Friday, Dec. 16, 1966
Mr. Mac Tries Again
Beset by financial woes, California's pioneering Douglas Aircraft Co. last week was 1) negotiating with eight banks for a loan of about $100 million, some $56 million of which the company hopes to have underwritten by the Defense Department, 2) understood to be seeking $175 million more, for a total of $275 million in financing, and 3) taking evasive action from what appears to be a strong takeover effort by the McDonnell Co. of St. Louis.
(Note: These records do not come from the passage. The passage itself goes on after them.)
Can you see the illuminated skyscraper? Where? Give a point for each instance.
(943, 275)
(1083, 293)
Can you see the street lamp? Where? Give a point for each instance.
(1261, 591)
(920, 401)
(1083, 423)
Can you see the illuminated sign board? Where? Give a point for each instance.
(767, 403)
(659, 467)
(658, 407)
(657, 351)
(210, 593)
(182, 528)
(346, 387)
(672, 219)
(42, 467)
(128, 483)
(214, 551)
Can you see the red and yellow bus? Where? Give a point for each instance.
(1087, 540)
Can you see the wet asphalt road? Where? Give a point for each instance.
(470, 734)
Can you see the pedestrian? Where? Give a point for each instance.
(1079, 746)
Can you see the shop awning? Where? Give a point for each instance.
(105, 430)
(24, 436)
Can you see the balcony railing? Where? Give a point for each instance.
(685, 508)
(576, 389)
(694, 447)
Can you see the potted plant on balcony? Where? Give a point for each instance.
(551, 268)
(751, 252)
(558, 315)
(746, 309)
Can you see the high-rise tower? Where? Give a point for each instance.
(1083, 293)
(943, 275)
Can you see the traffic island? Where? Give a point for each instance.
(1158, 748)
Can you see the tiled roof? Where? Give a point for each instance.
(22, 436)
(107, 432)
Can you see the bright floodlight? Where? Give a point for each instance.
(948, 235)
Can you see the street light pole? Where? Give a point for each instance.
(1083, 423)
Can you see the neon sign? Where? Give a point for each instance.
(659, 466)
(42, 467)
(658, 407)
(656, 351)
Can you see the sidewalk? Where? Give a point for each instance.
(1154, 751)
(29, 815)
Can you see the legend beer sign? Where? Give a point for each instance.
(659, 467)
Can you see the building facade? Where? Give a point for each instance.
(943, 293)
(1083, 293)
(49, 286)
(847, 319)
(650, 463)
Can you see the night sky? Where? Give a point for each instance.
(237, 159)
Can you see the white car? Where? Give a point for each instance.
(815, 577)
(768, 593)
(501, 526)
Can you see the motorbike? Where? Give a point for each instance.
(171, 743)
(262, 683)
Although such a move has been rumored for weeks, confirmation of a sizable McDonnell holding of Douglas common stock surprised both Wall Street and Washington. Until early this year, the McDonnell Co. controlled 58,726 shares in Douglas. This block of stock plus Chairman James S. McDonnell's private holdings were all that remained of McDonnell's abortive 1963 effort toward a merger of the two companies. At the time, Douglas turned "Mr. Mac" down cold.
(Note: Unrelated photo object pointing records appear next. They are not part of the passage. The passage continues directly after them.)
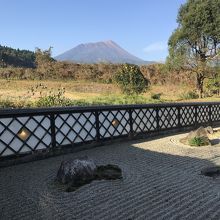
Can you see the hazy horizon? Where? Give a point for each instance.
(140, 27)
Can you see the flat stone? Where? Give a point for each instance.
(76, 171)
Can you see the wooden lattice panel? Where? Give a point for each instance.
(37, 127)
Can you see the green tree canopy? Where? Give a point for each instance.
(195, 44)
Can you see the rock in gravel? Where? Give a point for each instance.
(79, 172)
(76, 171)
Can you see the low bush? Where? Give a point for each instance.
(156, 96)
(189, 95)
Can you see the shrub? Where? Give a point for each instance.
(156, 96)
(189, 95)
(199, 141)
(131, 80)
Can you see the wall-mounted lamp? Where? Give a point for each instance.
(115, 123)
(23, 134)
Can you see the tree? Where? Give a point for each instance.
(194, 45)
(131, 80)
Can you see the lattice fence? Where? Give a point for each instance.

Unloading at the Right Time. In June, McDonnell gave notice that it had sold its Douglas common during the first quarter of 1966, around the time that it reached its peak of 112, reaped a net profit of $2,600,000. But by last week, after the stock had nosedived to 30, then looped back up past 40, sources close to both companies estimated that Mr. Mac and closely associated "interests" had between them amassed 800,000 Douglas shares out of 5,200,000 outstanding. Reportedly, McDonnell himself now owns between 200,000 and 300,000--at least 20 times more than those owned by Chairman Donald W. Douglas, 74, and President Donald W. Douglas Jr., 49, who also unloaded most of their Douglas common early this year. At week's end, Douglas common climbed to 46, and there was talk about an imminent tender offer that would give McDonnell undisputed control.
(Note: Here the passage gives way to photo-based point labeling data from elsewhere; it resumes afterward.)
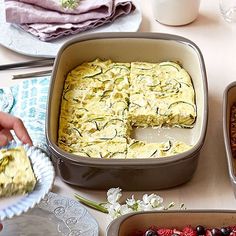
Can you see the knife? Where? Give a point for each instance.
(28, 64)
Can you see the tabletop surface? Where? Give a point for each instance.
(210, 186)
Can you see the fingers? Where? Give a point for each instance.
(9, 122)
(7, 134)
(3, 140)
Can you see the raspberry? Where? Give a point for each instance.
(189, 231)
(178, 232)
(165, 232)
(208, 232)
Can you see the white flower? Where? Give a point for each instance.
(125, 209)
(153, 202)
(114, 195)
(114, 210)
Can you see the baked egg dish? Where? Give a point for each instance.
(103, 101)
(16, 174)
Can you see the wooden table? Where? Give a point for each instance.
(210, 186)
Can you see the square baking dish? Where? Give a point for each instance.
(130, 174)
(229, 98)
(129, 224)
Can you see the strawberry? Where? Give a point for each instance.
(165, 232)
(189, 231)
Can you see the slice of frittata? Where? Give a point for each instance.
(16, 174)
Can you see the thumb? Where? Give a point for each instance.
(3, 140)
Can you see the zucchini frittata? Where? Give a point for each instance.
(16, 174)
(103, 100)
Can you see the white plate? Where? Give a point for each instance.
(24, 43)
(44, 173)
(55, 215)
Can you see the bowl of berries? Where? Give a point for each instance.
(175, 223)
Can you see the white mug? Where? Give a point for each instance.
(175, 12)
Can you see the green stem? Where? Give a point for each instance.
(91, 204)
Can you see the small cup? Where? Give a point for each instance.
(228, 10)
(175, 12)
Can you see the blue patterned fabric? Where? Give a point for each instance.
(28, 101)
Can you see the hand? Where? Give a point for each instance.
(8, 123)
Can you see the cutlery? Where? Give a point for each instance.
(32, 74)
(28, 64)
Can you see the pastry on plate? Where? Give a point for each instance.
(16, 174)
Cowling-Deep in Red Ink. A merger at this time, some observers feel, might be the best thing that could happen to Douglas. Ironically, nothing has failed the company so much as success. Swamped with a $3 billion backlog of orders, Douglas has burned up its financial resources attempting to accelerate production. In September, the company reported nine-month losses of $16.4 million. And despite a record November output of twelve commercial jet transports worth $38 million, Douglas is four months behind in its delivery dates, slipping further because of continuing shortages of skilled aircraft workers and a lag in deliveries of jet engines and other items from outside suppliers. The marriage Mr. Mac pines for would neatly couple Douglas' essentially commercial output with a McDonnell product line that is mostly military, under a McDonnell management team that is highly regarded throughout the industry.